Every ‘digital action’ will send a series of messages through a secure localised network and in return, provide a specific amount of data about you as a consumer.
In short, the IoT has enabled retail to become a smarter, more productive, profitable operation which is always on, and innovation at every level has made it possible to harness the power and possibilities of the IoT revolution in incremental steps: From apps, analytics and services to the cloud and connected devices.
According to the 2020 IoT Business report, 63% of surveyed organisations plan to leverage the IoT to better analyse customer behaviour and improve their service levels to take the customer experience to new levels. Yet again, our consumer actions or ‘buying’ data becomes key to this process and access to data — including previously untapped and highly granular data analysis — combined with the ability to translate it into actionable insights, has become the hallmark of the IoT.
Role of the edge data centre
But where does the data centre fit into this process? How does the underlying infrastructure impact on service levels and consumer traffic?
As data continues to grow at an exponential rate, the IoT will drive data centre professionals to consider how best to protect their connection to the cloud, which may be better placed to meet specific processing or purchasing requirements, while reducing latency to achieve specific service related performance levels.
However, the growth of data is actually causing major bandwidth concerns for organisations as they struggle to understand where and how to best manage their data, while also allowing it to be processed and analysed in real time.
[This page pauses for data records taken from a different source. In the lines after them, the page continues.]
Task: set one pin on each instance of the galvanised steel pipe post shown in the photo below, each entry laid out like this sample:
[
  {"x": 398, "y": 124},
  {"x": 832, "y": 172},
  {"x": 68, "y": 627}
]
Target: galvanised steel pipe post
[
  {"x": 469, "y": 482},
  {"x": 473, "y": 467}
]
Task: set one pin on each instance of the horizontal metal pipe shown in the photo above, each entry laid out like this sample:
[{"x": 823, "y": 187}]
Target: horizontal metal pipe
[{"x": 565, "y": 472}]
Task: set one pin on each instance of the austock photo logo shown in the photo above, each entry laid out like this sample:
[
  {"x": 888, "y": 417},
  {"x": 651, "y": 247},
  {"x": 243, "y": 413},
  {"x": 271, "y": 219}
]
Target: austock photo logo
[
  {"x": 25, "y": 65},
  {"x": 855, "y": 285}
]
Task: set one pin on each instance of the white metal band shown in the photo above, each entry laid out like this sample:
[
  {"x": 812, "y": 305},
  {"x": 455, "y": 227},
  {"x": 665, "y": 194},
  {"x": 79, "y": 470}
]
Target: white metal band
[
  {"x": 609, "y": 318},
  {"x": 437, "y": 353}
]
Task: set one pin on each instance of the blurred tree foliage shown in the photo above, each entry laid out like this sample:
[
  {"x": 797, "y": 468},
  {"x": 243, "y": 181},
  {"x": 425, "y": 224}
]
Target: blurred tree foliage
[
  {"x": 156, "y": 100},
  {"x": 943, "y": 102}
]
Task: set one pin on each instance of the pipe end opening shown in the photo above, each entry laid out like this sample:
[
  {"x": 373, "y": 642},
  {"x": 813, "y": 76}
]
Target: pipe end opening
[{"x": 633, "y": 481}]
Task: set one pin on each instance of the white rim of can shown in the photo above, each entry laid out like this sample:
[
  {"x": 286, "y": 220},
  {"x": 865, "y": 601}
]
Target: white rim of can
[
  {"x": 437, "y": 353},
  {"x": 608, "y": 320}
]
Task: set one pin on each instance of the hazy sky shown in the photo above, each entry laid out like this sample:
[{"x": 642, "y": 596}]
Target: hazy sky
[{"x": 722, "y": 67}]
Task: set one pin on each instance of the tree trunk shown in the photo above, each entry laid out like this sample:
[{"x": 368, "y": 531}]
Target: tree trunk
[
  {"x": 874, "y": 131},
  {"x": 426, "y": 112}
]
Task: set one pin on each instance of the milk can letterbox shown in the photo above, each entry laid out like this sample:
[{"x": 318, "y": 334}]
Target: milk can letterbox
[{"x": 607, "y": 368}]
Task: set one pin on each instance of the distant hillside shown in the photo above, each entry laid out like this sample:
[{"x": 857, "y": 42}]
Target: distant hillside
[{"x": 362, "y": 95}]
Edge computing will undoubtedly solve the latency challenges by moving data closer to the end user, enabling companies to take better advantage of immediate opportunities while leveraging cloud computing architectures. This provides greater availability and access to data – therefore resulting in a better end-user experience and reduction in costs.
But still, the question remains. As computing technology advances and the IoT proliferates, should we begin to wonder what else is set for change as the world and our experiences, become ever more digitised?